Who would choose to be a woman?

The midwife had nearly finished a difficult stillbirth delivery when she looked up from the bloody mess in the bucket and sadly asked, “Who would choose to be a woman?” Her question stuck in my head. For me, it has come to symbolize all the frustration and unfairness and inequality that are everyday facts of life for the women here. I’ve been planning to write about these issues almost since I arrived, but the more I learn the more difficult it is to convey my thoughts in a neat little essay on the internet.

It’s hard to know where to start. The issues are too far-reaching and pervasive to permit a simple explanation. I had hoped to write a piece that would explain the “how” and the “why” of the issues, but it’s simply too complex. So – here is the unvarnished “what” of these problems, in no particular order. Draw your own conclusions.

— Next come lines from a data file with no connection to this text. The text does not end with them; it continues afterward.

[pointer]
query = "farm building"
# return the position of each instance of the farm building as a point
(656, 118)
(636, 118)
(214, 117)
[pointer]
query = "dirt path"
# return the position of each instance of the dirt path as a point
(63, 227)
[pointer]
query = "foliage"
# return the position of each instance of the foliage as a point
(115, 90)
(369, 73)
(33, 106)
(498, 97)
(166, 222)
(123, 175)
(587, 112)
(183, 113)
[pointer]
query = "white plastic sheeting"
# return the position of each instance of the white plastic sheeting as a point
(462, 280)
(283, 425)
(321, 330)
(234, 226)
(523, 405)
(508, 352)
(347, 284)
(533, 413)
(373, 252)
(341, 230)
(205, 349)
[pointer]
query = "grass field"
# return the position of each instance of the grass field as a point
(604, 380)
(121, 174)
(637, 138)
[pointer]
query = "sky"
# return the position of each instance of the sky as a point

Women can’t make their own medical decisions. When a woman comes into the hospital here, she is treated the same way we would treat a child at home. If she needs induction, someone has to call the husband. If she needs a caesarean section, someone has to call the husband. If the husband isn’t available, the nearest male relative has to make the decision. Even in emergencies, the hospital isn’t legally permitted to perform procedures without a consent form signed by a man who has authority to make decisions for the woman. As might be expected, this policy sometimes kills women and often kills their babies. It also leads to some stunning contradictions – if the midwives here were to become pregnant and need a C-section, they would have to convince their husbands to sign the form, even though the midwives know far more about what the procedure is and why it is needed. Not to mention that, at the end of the day, it’s their body.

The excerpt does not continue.